Paul follows the instructions in advertisements meticulously. Trembling he describes various strangers and friends as “savior” or “godly,” but he reveals no religious affiliation. He frets for decades over whether any god answered his childhood prayers. “One must take accountability for their own misfortunes,” he says, pages before he contradicts himself, in full Calvinist style, “My fortune was written in the celestial ledgers.”
He is not only a monk without a god, but a monk who cannot believe in his god because to be in the elect of the paranoid requires exclusion from that same elect. Paul is a devotee locked out of a heaven he knows can’t exist. For such a monk, in his own words, “Anything but a full embrace of detachment rings false. It’s time to carry the torch into the dark.”

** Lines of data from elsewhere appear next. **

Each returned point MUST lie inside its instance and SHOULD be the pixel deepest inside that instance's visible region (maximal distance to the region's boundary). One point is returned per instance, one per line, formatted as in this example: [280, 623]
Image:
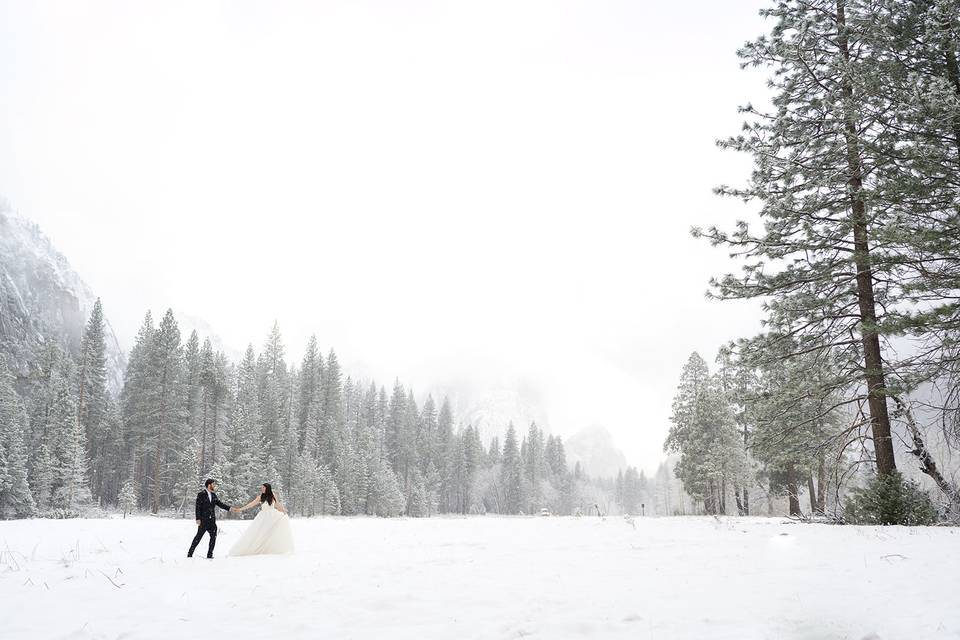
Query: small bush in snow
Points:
[890, 499]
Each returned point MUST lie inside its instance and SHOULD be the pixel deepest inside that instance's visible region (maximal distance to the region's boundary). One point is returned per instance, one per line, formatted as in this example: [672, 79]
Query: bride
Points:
[270, 530]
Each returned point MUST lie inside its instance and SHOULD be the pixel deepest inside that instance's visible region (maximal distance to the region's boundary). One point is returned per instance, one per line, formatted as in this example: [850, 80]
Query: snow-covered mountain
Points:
[596, 452]
[42, 298]
[493, 408]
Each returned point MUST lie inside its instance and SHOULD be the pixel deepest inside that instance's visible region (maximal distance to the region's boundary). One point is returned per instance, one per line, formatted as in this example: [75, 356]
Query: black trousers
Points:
[209, 526]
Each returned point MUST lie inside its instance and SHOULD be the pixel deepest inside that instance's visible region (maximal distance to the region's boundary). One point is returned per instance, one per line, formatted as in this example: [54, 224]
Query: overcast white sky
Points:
[487, 195]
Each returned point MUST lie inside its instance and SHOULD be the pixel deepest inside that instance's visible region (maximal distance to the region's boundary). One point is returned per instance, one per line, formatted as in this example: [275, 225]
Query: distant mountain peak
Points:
[594, 448]
[42, 298]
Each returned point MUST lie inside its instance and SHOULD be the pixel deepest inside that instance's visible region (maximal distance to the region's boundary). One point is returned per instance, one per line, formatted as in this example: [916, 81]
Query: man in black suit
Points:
[207, 501]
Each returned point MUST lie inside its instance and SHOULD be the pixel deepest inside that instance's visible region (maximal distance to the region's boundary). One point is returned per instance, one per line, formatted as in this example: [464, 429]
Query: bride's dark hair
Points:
[267, 496]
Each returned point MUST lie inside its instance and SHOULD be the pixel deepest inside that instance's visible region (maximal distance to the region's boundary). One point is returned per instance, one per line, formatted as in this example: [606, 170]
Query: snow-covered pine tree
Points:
[71, 490]
[92, 398]
[169, 415]
[704, 434]
[128, 497]
[512, 472]
[136, 406]
[16, 501]
[244, 464]
[386, 497]
[311, 371]
[824, 259]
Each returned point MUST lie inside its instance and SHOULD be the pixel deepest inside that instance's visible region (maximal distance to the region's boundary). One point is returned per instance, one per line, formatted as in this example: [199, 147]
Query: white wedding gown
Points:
[268, 533]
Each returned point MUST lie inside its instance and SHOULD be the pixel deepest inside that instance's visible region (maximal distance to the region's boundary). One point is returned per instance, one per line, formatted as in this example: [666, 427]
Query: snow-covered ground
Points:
[483, 577]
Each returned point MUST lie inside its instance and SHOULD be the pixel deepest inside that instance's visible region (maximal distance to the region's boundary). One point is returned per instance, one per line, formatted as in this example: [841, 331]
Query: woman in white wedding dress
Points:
[270, 530]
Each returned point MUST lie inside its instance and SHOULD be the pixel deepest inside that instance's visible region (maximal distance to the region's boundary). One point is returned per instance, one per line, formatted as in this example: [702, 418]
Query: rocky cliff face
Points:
[596, 452]
[43, 299]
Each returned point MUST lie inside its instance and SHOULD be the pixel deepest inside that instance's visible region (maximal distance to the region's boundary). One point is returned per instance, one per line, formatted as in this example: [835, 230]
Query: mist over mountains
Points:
[43, 299]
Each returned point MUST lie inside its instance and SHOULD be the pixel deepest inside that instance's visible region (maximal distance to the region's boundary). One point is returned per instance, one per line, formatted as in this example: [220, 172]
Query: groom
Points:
[207, 500]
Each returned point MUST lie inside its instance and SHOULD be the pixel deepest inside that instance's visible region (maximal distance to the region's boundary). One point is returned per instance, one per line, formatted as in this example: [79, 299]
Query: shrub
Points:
[890, 499]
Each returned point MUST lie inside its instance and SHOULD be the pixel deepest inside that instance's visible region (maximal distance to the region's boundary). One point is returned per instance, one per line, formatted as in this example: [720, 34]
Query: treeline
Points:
[857, 261]
[330, 444]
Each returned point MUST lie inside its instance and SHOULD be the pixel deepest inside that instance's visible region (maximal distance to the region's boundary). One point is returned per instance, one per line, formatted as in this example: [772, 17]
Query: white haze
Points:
[481, 197]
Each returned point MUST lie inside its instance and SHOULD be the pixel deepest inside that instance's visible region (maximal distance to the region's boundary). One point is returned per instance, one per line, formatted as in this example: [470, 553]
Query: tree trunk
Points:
[812, 490]
[793, 491]
[873, 359]
[927, 463]
[953, 75]
[822, 486]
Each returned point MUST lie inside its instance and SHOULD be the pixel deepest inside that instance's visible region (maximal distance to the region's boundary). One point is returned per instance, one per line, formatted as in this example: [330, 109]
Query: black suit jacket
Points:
[206, 511]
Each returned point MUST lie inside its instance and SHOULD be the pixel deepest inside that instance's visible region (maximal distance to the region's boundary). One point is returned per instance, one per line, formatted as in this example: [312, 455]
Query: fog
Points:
[491, 199]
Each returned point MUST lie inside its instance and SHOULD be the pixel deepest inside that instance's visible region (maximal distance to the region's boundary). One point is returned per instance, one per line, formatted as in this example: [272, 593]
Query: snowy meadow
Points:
[483, 577]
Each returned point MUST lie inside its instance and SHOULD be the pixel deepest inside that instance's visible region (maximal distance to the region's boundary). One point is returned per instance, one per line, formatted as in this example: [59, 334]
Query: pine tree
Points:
[167, 374]
[704, 434]
[511, 473]
[128, 497]
[92, 397]
[824, 259]
[16, 501]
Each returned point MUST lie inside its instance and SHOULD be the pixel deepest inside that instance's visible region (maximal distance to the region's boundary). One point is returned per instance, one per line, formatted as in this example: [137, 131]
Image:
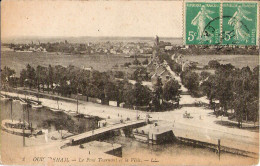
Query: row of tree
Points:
[235, 89]
[70, 80]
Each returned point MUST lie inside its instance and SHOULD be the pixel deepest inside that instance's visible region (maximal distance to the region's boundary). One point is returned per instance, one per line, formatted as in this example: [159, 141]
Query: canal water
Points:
[44, 118]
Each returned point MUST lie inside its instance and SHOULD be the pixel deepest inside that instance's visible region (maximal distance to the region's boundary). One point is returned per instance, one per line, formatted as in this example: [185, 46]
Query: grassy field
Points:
[236, 60]
[19, 60]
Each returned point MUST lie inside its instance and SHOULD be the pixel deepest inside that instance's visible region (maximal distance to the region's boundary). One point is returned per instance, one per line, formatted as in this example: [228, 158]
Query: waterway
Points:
[44, 118]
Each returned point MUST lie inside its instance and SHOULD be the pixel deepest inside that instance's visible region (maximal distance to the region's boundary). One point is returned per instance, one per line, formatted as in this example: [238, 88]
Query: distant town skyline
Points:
[91, 18]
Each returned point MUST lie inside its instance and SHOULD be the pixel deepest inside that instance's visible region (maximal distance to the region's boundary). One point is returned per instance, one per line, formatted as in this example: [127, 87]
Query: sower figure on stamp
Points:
[235, 21]
[200, 20]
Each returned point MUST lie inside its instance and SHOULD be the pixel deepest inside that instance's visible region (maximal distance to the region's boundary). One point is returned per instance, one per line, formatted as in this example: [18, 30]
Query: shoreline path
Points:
[202, 126]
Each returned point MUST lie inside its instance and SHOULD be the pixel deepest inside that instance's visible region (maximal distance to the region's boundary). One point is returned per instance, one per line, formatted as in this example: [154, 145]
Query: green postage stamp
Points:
[221, 23]
[239, 23]
[202, 23]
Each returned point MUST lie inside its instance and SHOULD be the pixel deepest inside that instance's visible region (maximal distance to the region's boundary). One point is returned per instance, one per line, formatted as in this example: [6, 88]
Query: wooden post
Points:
[23, 129]
[28, 113]
[219, 148]
[12, 109]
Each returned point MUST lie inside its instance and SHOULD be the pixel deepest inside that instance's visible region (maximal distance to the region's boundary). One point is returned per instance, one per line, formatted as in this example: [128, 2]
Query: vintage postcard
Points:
[129, 82]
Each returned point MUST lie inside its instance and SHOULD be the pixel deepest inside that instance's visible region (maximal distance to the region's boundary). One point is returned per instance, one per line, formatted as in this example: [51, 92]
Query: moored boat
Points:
[56, 110]
[18, 128]
[23, 102]
[4, 98]
[36, 105]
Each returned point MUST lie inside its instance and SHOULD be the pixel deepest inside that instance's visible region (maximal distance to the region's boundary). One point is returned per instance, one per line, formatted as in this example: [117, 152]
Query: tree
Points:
[142, 94]
[145, 62]
[50, 78]
[213, 64]
[30, 76]
[7, 76]
[157, 94]
[111, 91]
[209, 88]
[190, 80]
[136, 62]
[171, 90]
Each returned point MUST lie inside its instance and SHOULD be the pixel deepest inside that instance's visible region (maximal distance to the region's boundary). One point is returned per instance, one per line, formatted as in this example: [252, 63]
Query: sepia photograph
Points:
[131, 82]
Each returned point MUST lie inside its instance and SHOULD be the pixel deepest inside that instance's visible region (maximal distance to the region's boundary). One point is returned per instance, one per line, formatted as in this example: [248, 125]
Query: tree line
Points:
[66, 81]
[234, 89]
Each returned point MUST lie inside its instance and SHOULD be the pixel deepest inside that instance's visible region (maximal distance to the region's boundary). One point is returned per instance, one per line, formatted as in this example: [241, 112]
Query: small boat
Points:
[36, 105]
[56, 110]
[18, 128]
[4, 98]
[23, 102]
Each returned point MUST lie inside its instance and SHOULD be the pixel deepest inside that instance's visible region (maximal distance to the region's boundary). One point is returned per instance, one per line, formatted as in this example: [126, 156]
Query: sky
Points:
[91, 18]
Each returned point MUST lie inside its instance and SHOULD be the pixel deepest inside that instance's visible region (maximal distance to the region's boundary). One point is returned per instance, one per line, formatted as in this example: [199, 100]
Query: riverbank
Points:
[39, 152]
[202, 127]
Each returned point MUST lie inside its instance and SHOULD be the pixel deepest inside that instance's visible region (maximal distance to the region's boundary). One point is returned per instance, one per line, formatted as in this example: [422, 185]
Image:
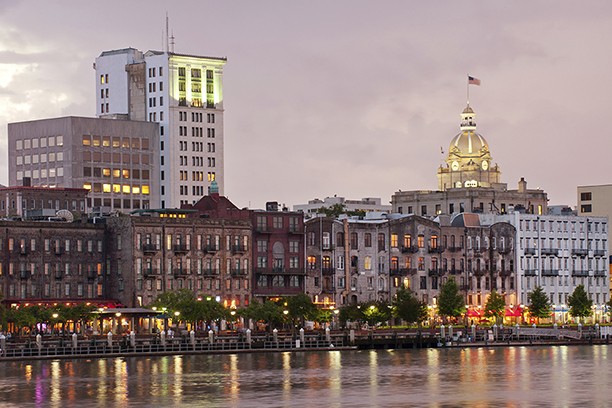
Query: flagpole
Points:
[468, 90]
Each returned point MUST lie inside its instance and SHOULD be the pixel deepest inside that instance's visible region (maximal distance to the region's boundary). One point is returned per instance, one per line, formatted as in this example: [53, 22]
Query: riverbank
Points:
[131, 346]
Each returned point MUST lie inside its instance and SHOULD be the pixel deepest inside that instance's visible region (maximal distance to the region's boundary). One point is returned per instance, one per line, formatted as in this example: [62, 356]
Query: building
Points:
[364, 205]
[42, 203]
[115, 160]
[358, 260]
[48, 262]
[163, 250]
[278, 252]
[469, 181]
[559, 253]
[184, 95]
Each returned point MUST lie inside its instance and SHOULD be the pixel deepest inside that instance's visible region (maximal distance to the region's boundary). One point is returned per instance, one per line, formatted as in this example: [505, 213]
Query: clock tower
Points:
[468, 163]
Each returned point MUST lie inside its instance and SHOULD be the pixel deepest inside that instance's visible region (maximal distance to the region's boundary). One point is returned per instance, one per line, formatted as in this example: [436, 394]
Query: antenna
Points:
[167, 45]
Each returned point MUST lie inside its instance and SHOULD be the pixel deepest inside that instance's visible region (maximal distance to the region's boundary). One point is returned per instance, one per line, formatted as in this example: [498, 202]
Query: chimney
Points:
[522, 185]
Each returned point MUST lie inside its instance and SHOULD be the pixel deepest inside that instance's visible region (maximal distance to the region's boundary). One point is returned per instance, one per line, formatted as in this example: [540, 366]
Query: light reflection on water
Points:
[507, 377]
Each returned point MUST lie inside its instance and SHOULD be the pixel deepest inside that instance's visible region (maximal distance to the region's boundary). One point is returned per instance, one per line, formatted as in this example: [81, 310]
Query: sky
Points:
[347, 97]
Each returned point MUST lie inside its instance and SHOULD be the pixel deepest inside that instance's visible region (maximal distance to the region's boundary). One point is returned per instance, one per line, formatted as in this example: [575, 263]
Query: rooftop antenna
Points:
[167, 44]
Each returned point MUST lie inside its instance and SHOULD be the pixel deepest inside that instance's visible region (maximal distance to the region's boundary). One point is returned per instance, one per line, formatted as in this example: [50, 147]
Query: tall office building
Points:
[184, 94]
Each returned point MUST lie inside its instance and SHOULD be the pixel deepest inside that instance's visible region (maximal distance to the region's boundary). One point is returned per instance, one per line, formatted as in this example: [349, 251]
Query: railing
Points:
[529, 251]
[180, 248]
[149, 248]
[530, 272]
[437, 249]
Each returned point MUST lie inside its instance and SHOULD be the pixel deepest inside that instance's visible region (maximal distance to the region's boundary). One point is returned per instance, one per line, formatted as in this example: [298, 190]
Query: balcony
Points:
[238, 249]
[580, 273]
[550, 272]
[580, 251]
[263, 229]
[328, 271]
[180, 249]
[529, 251]
[531, 272]
[210, 249]
[149, 249]
[179, 273]
[239, 272]
[210, 272]
[437, 249]
[599, 274]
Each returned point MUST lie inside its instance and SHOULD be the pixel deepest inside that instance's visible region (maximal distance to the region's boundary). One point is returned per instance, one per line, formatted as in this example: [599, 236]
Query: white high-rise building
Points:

In the textually implied mouth of the ascetic Paul, the surface-levels of the novel’s satire read as ridicule of themselves. The subversive resentment such satire would normally imply fades away into…what?
Paul denies every advantage given to him out of unexplained and often cringe-inducing desperation to find the lacking god to whom he’s devoted himself in absentia.
And he goes nowhere. He begins, detours, rests, begins anew, and ends at that divine question mark. That’s the riddle that makes this book worth re-reading. On the first read, it’s just funny. But the second read reveals Paul’s inscrutable mysticism, his monkhood of inscrutability. His paranoia ascends from plot point to prayer, in the way that anything repeated when the devoted doesn’t grow tired of the repetition becomes prayer.
Which is to say, Pure Cosmos Club demands a reread, and at the very least a read. “The chaos of Paul’s mind,” Binder says in his interview with D. Foy, “does have an internal logic.” That internal logic spans the levels of satire’s viscera, historical and humorous and self-reflecting, from the skin on the nose into its bones, marrows, shifting spirits.
I’ve often told friends that Samuel Beckett’s Watt is funny because it forces you to laugh at yourself for reading it. Binder’s Pure Cosmos Club is the opposite. Once you have occupied Paul’s paranoid eyes, you start to laugh at yourself for thinking you could ever read anything. That type of laughter is a liberation and a horror, and worthwhile for both reasons.